A Fleury-Mérogis la série noire de suicides se poursuit
Perspective de lourdes peines, choc carcéral voire contagion suicidaire... A la prison de Fleury-Mérogis, dix détenus se sont suicidés depuis le début de l'année, une série noire que les autorités peinent à expliquer.
Samedi matin, Lucas, 21 ans, a rendez-vous au parloir avec sa mère. En la quittant pour regagner sa cellule, et alors qu'il subit une fouille intégrale, il s'en prend à deux surveillants. Un coup de poing, un coup de pied : il est envoyé au quartier disciplinaire. En fin d'après-midi, il est découvert pendu dans sa cellule.
Condamné à dix mois de prison, le jeune homme devait sortir en septembre. Sa mère refuse de croire au suicide. "Il n'avait aucune raison. Il était apprécié en détention, il avait une petite amie, des projets de formation", dit-elle.
Comme toujours en cas de suicide de détenu, une enquête a été ouverte. L'entretien réalisé pour évaluer les risques de passage à l'acte des détenus à leur entrée en quartier disciplinaire ou quartier nouveaux arrivants, n'a pas permis de détecter de vulnérabilité.
Dix détenus se sont suicidés depuis début 2018 dans cette prison - la plus grande d'Europe avec plus de 4.200 écroués - soit déjà deux fois plus que pour l'ensemble des deux années précédentes. Soixante détenus se sont suicidés dans les prisons françaises en 2018, selon un décompte de l'administration pénitentiaire, contre 55 pour la même période en 2017 et 70 en 2016.
En 2017 à Fleury-Mérogis (Essonne), seuls trois détenus s'étaient donné la mort. Un écart que les autorités peinent à expliquer : les effectifs de surveillants sont similaires, comme la surpopulation carcérale, moindre par rapport à d'autres prisons d'Ile-de-France (143% d'occupation à Fleury contre 182% à Fresnes ou 187% à Villepinte). Les bâtiments sont modernes et les conditions de détention y sont plutôt meilleures que dans d'autres prisons d'Ile-de-France.
"Il n'y a pas un élément factuel qui permette à lui seul d'expliquer ce chiffre plus important que l'année précédente", reconnaît une source pénitentiaire.
- Troubles psychologiques -
Le parquet d'Evry, en charge des enquêtes, parle "d'actes isolés", pas d'un "phénomène de malaise global". "Chaque cas est différent, chaque parcours est différent", même si en grande majorité, les suicides se sont produits dans "des circonstances plus propices au passage à l'acte".
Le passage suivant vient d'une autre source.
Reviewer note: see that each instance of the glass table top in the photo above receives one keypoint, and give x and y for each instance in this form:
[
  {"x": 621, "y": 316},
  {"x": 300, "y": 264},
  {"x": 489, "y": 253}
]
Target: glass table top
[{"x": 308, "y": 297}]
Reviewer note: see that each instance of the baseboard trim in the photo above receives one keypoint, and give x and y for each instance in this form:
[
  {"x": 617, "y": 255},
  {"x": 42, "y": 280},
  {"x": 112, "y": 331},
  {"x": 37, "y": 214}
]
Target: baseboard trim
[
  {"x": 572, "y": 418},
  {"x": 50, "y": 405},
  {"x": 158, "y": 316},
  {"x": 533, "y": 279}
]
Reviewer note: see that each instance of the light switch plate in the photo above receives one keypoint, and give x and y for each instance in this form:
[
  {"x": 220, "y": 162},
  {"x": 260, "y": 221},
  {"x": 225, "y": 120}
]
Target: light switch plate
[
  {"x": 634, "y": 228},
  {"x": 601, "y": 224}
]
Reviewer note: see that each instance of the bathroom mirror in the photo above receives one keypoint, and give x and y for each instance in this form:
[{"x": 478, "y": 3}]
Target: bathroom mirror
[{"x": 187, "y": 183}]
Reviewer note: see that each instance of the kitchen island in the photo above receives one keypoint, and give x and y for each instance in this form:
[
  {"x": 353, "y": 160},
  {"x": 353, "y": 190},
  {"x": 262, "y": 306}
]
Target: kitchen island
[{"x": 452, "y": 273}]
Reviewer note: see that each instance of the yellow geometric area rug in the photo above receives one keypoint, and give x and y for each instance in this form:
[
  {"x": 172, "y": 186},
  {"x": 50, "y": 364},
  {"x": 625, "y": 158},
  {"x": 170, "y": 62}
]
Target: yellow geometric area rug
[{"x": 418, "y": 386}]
Trois se trouvaient à l'isolement au quartier disciplinaire. Deux étaient au quartier des nouveaux arrivants, le "sas d'entrée" avant qu'une cellule soit attribuée aux détenus, où ils "subissent le choc carcéral". Un autre, à la situation familiale "compliquée", exécutait une peine de trois mois pour "voyage habituel sans titre de transport".
Trois, enfin, étaient en détention provisoire et risquaient des peines très lourdes : l'un pour une tentative assassinat, un autre pour viol sur mineur, et le dernier pour des violences sur un bébé.
Sept des détenus étaient très jeunes (21-23 ans). Ils étaient plusieurs à être suivis pour des troubles psychologiques. La plupart se sont suicidés par pendaison.
Pour François Bès, coordinateur du pôle enquête de l'Observatoire international des prisons (OIP), la prévention du suicide n'est pas encore satisfaisante. "Elle empêche les gens de passer à l'acte, avec par exemple des rondes toutes les heures mais on ne soigne pas la racine du mal-être".
Comme l'administration pénitentiaire, il évoque l'"effet Werther", ou suicide mimétique. "Quand un détenu se suicide, l'idée peut faire son chemin chez un autre", dit-il. "Il faut désamorcer cela" par un travail de "communication" avec les détenus.
Les surveillants, de plus en plus jeunes, "n'ont plus cette culture pénitentiaire" qui permet de détecter les détenus à risques, déplore Thibault Capelle, du syndicat FO. La "gestion de masse" - un surveillant pour 80 détenus à Fleury - et l'accent "plutôt mis" sur la détection de la radicalisation islamiste, jouent également selon lui.
La vague de suicides pèse sur l'atmosphère carcérale, selon les surveillants. Lundi, une soixantaine de détenus du bâtiment de Lucas ont refusé de réintégrer leurs cellules après la promenade.
Les surveillants sont tenus pour "responsables" par les autres détenus, explique Alexandre Caby, de l'UFAP-UNSA. "Pour eux, c'est de notre faute, on les a poussés au bout. Parfois ils disent que c'est nous qui les avons tués".